March organizer This’l addresses the crowd as the community comes to show their support for the family of Jamyla Bolden. (Lawrence Bryant/St. Louis American)

by Kenya Vaughn
Special to the NNPA from the St. Louis American

Kendric Henderson’s face cringed as she slowly limped on crutches to join the march in memory of her daughter Jamyla Bolden Sunday afternoon. Although she herself had been shot in the leg by the same stray bullets that entered the family home and killed her daughter Tuesday night, the pain she expressed was also the result of a broken heart.

Henderson would ride in pickup truck as several hundred marchers made the mile-long journey from the corner of Ellison and Canfield Drive to Koch Elementary school – where Jamyla had just started fourth grade – to release balloons in her memory.

Yesterday’s event was the brainchild of by rapper This’l, an artist who has used his music to promote redemption from the ashes of urban decay.

For most of the march, chants that were the common soundtrack as protesters marched for Michael Brown Jr. were remixed for Jamyla.

“Jamyla means…,” Rasheen Aldridge shouted. “We’ve got to fight back,” the crowd answered.

“Show me what community looks like,” Aldridge said. “This is what community looks like.”

The call and response chants would continue uninterrupted for the entire march.

“Show me what a family looks like,” Bishop Derrick Robinson chimed in as they arrived at the school playground. “This is what a family looks like.”

Marchers circled around the family once the last few filed in.

“We had a lot of things that we said, but what stands out are community and family,” Jamyla’s principal Howard Fields said as he addressed the crowd. “These are our streets and these are our school as well. I just ask that we continue to really exercise our muscle with regards to family and community and marrying that with school.”

The crowd responded with approval as if they were in Sunday worship service.

Tammie Holland of 100.3 The Beat urged everyone to be active seekers of justice for Jamyla.

“It would be so very unfortunate if this mother could not get closure – If you say something, say something. Holland said. “We cannot have a community and a culture where it is acceptable to kill our children.
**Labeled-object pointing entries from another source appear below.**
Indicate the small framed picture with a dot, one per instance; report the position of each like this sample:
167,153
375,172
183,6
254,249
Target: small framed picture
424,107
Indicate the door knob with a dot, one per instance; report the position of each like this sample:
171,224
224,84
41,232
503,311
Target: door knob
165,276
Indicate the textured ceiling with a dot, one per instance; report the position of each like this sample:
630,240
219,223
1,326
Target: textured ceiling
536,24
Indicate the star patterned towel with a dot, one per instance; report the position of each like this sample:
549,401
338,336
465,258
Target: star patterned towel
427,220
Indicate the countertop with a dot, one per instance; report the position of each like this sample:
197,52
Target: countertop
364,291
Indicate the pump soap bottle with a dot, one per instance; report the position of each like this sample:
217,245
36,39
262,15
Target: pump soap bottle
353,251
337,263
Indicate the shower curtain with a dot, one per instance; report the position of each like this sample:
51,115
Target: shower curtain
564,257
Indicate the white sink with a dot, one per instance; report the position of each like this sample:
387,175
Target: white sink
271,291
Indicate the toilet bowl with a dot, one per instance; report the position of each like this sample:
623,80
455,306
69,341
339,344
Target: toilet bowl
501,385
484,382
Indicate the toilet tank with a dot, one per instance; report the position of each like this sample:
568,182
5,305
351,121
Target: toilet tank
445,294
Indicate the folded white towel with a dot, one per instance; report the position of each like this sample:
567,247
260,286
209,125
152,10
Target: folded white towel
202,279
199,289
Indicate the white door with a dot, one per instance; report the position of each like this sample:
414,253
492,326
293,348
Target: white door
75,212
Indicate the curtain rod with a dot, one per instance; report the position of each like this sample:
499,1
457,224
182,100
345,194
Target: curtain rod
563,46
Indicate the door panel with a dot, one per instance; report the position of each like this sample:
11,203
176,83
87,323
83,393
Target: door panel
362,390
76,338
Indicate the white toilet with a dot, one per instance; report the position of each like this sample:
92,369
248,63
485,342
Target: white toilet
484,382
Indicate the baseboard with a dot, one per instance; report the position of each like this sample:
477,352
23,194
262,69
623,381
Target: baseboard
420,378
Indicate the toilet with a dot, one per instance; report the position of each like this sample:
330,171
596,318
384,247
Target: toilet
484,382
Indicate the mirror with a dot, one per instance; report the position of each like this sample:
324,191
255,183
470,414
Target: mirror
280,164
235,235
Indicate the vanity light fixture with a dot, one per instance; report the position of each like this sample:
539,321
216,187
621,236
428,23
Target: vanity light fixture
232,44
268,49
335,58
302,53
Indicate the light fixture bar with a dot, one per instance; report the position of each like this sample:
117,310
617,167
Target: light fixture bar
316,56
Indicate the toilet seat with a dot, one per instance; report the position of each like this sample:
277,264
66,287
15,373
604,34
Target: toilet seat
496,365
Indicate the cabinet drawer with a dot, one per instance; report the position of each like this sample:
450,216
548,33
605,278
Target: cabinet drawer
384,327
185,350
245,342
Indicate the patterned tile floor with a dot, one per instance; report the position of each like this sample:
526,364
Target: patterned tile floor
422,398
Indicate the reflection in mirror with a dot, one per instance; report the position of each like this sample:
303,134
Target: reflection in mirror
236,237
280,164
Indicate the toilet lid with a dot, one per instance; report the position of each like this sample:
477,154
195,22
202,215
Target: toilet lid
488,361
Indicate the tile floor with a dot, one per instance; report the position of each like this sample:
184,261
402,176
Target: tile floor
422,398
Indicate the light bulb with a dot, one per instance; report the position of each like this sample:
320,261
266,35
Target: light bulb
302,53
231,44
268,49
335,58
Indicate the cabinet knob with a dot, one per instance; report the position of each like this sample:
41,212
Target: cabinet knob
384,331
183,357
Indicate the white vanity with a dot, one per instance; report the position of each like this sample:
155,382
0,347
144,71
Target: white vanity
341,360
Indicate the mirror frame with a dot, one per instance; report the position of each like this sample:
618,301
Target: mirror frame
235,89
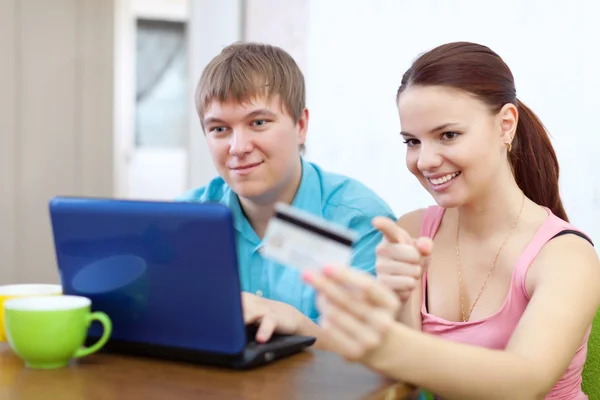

Today is far too beautiful for us to be standing here mourning for a child.”

A large constituency of the St. Louis Urban League was also on hand showing support.

“There are very few things as a grown man that make you speechless – and this is one of those things,” said Michael McMillan, president and CEO of the Urban League of Greater St. Louis.

McMillan added that the Urban League was adding $5000 to the reward fund for information leading to the capture of Jamyla’s killer – nearly doubling the total reward.

“We have to do better as a community to make sure that this never happens again,” McMillan said.

This’l offered a reality check to the crowd.

“When we were chanting we were saying they and them and show ‘them’ what justice looks like. But today, the ‘them’ is us – the ‘them’ is us today,” This’l said. “I grew up trappin’. I grew up gang banging and all of that.

But at a certain point I realized that my life wasn’t meant to be tearing down my community – as a culture, as a community and as a people we need to stop it too.”